Haynesville region rig count and Henry Hub natural gas price
Source: U.S. Energy Information Administration, Drilling Productivity Report and price data

Higher natural gas prices—as priced at the national benchmark Henry Hub—can make it more economical for producers to spend the additional cost associated with drilling deeper to extract gas from the Haynesville formation. In 2010, when the Henry Hub price averaged $4.50 per million British thermal units (MMBtu), 223 rigs were operating in the Haynesville. As the Henry Hub price dropped, the rig count followed, ultimately reaching a low of 20 rigs in operation in mid-2016. Since then, the Henry Hub price has increased, recently surpassing $2.00/MMBtu, and the Haynesville rig count has steadily increased to average at least 50 rigs operating in each month so far in 2018.

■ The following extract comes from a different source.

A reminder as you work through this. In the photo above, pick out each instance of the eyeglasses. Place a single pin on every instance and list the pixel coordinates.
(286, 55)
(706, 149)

In addition to the higher rig count, higher well productivity has contributed to the increase in production as the lateral length and initial production rate of each well have increased. From 2010 to 2017, average lateral lengths per well have increased from 4,269 feet to 6,421 feet, according to EIA calculations, based on DrillingInfo data.

Haynesville region lateral length, initial production rate, and total dry production
Source: U.S. Energy Information Administration, based on DrillingInfo data

The initial productivity rate in the Haynesville region, calculated as the initial three-month cumulative production per well, has nearly doubled from 2010 to 2017, increasing from 589 million cubic feet (MMcf) per well to 1,176 MMcf/well. Productivity gains are expected to continue as producers optimize natural gas recovery from the Haynesville formation.